Turkish pide dough adapted from finedininglovers.com
- 12 ounces fresh chevre. Cut chevre with cream cheese if you like, 6 oz each, or use all cream cheese, if you prefer
- 2 garlic cloves, minced, then mashed to a paste with 1 teaspoon kosher salt
- 1 small lemon, zested
- 2 tablespoon red hot pepper chili flakes (you can add more or less depending on your heat tolerance)
- 1 cup of chopped herbs of your choice. I used parsley, chives and basil
- freshly ground black pepper
- olive oil
- Extra herbs for olive oil marinade for cheeseballs, Pack 'em in for even more flavor!
- 2 teaspoons active dry yeast
- ¾ cup lukewarm water
- ¼ teaspoon sugar
- 1 tablespoon neutral oil,, such as vegetable
- 4 tablespoons Greek yogurt
- 3¼ to ½ cups All-Purpose flour
- 1 teaspoon kosher or sea salt
- In a medium bowl combine all the ingredients thoroughly. Set aside, covered at room temperature to let the flavors blend while you make the dough. If you just want to make the soft cheeseballs in olive oil, refrigerate the cheese mixture until firm, covered, about 1 hour, then roll into balls, about 1 to 2 inches in diameter and pack into jars with olive oil. Stuff more herbs of your choice and add extra chili flakes into the oil around the cheeseballs or cubes of feta *. and seal or cover tightly if using a bowl. Tap sealed jars on the counter to remove any air bubbles. I used 8 ounce ball jars. The cheese balls in olive oil will keep for a month in the refrigerator.
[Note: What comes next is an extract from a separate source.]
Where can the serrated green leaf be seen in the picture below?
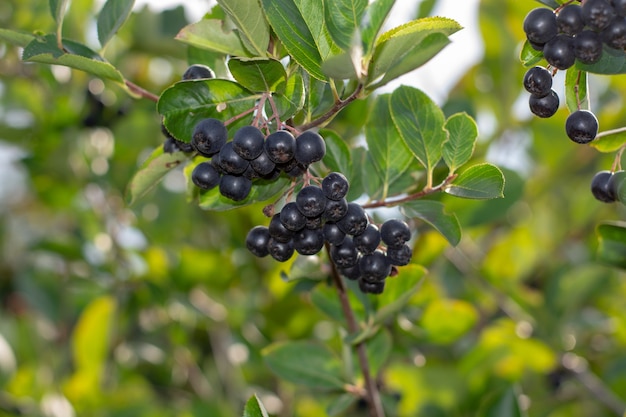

- Dissolve the yeast with the sugar in ¼ cup lukewarm water until foamy, then mix with the flour, salt, oil , yogurt, and remaining ½ cup water. Knead to a smooth dough, adding more flour or water, if needed. Place the dough in a lightly greased bowl, cover with plastic wrap and let rise for one hour or until doubled.
- Gently punch down dough by folding it over itself. On a floured board, divide the dough into two equal pieces. Cover with a tea towel and let rest for a few minutes to relax the gluten. Preheat the oven to 425 degrees F - Remove the top rack. You will be using the rack on the middle shelf.
- While working with one piece of dough, keep other covered. Roll the piece nto an oval..about 14 inches by 10 inches. Place dough on a parchment lines baking sheet. Alternatively, you can use a pizza peel and baking stone, which will give you a slightly crisper bread, but either way is fine. Spread half the goat cheese mixture (6 ounces) down the center, leaving about 2 to 3 inches on each side. Fold each side of the dough toward the middle, sealing and tapering the ends so you have a slipper looking flatbread with some of the filling showing down the center (see photos above).
- Bake flatbread about 20 to 30 minutes, until golden brown and the cheese is bubbly and slightly brown (I drizzled a little olive oil over the top before baking which made it brown a little more than it should have). Quickly remove bread from baking sheet to a wire rack to cool for a few minutes before slicing. Repeat all the above with second ball of dough and remaining 6 ounces of cheese.
I’m submitting this Turkish Pide with Goat Cheese to this month’s #TwelveLoaves theme – cheese, hosted by Lora of Cake Duchess, and to Yeastspotting hosted by Susan of Wild Yeast.